The seriousness of these new threats to religious liberty and conscience rights is evident in the line-up of pamphlets in the educational packet of this year’s Respect Life Program:

  • Archbishop Charles J. Chaput, OFM, Archbishop of Philadelphia, contributed “Life Matters: Religious Liberty and the American Soul,” a compelling defense of the fundamental right of religious liberty, as essential to the inherent dignity of every human being. America’s founding fathers understood this well, as reflected in the Declaration of Independence, the Bill of Rights and in their later speeches and letters. Archbishop Chaput also cites examples of current threats to religious liberty and conscience occurring through the actions of federal, state and local governments.
  • Joxel García, MD, MBA, former HHS Assistant Secretary for Health and past president and dean of the Ponce (P.R.) School of Medicine & Health Sciences, wrote “Life Matters: Conscience Protection in Healthcare.” In this pamphlet, Dr. García (an ob-gyn) presents personal examples and sound arguments showing that the rights of conscience for healthcare personnel must be protected for the good of patients, the healing profession and for society as a whole.
  • The HHS contraceptive mandate is a perfect example of the trajectory from “choice” to “coercion.” That development is also inevitable (and empirically seen) wherever doctor-assisted suicide has been legalized. Deciding that some people (beginning with the terminally ill) have a “right” to be helped to kill themselves soon devolves into others making that decision for them—family members who find their continued existence burdensome, state bureaucrats who believe they are not worth the expense of treatments to keep them alive, or doctors who “help” families by euthanizing the loved one to spare them the guilt of that decision. William L. Toffler, MD, a professor at Oregon Health Science University and co-founder/director of Physicians for Compassionate Care Education Foundation, chronicles the tragic results of Oregon’s Death with Dignity Act in “Life Matters: Doctor-Assisted Death by Suicide.”
  • In “Life Matters: Responding to Unplanned Pregnancy,” Peggy Hartshorn, PhD, president of Heartbeat International since 1993, honors the work of hundreds of thousands of volunteers and staff who’ve served in pregnancy care centers around the country since the 1960s, helping women facing financial and other obstacles due to an unexpected pregnancy to sort through their options and find solutions so that their child can live. She contrasts their example of selfless love with the lack of counseling and limited options offered to women in abortion clinics: surgical or RU-486? Cash or credit card?
  • To the chagrin of abortion lobbyists, the pro-life movement just keeps getting younger, more energetic, and just as committed as ever. Clearly, pro-life adults have been successful in forming the consciences of many of these young people and making them aware at an early age of the precious value of human life and our responsibility to defend it. Two of those adults who, very publicly and eloquently, inspired and challenged younger generations of Catholics to devote their lives and energies to the cause of life are Blessed Pope John Paul II and Pope Benedict XVI. Ashley Brashear, a graduate student at the John Paul II Institute for Studies in Marriage and Family and an intern in the USCCB Secretariat for Pro-Life Activities, wrote about their influence on young people in “Life Matters: The Call to Greatness.”

All the materials in the Respect Life Program are posted at www.usccb.org/respectlife, where they can be downloaded or purchased.
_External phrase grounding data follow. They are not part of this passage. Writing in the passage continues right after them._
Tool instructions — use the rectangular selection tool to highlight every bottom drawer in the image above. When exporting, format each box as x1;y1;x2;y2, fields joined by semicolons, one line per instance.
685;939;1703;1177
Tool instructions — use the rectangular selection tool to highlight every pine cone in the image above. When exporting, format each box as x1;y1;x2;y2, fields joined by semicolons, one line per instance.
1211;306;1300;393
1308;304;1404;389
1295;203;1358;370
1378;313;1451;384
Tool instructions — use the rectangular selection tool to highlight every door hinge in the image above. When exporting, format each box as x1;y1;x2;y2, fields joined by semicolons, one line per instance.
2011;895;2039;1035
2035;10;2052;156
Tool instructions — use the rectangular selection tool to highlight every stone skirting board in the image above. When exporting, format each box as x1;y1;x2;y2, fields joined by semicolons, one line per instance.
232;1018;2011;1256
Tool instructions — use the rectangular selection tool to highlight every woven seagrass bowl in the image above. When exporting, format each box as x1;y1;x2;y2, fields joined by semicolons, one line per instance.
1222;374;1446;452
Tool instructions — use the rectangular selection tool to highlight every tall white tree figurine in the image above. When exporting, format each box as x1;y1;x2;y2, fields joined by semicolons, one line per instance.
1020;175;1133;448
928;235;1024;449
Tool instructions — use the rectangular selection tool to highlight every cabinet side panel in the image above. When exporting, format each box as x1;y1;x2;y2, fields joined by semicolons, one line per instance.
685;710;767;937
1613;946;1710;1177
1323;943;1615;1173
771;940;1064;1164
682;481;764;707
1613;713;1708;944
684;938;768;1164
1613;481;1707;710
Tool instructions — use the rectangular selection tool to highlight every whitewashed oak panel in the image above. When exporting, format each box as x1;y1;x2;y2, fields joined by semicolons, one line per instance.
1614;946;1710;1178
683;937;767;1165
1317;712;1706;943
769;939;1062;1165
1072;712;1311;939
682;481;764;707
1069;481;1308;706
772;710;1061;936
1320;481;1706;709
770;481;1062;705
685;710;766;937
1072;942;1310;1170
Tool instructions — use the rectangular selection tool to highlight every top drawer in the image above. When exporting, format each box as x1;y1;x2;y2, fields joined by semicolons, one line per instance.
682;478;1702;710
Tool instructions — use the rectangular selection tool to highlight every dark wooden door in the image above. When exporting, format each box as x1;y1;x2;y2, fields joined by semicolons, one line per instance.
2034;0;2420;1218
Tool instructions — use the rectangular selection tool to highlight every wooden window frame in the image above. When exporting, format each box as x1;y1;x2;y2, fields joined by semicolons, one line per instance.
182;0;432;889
While October is dedicated in a special way to Respect Life activities, the program is a year-round effort so additional materials will be available for the January observance of the 40th anniversary of the Supreme Court abortion decisions and during Lent, when a special emphasis will be on forgiveness and healing after abortion through the Church’s Project Rachel Ministry.

Susan E. Wills is Assistant Director for Education & Outreach, United States Conference of Catholic Bishops’ Secretariat of Pro-Life Activities.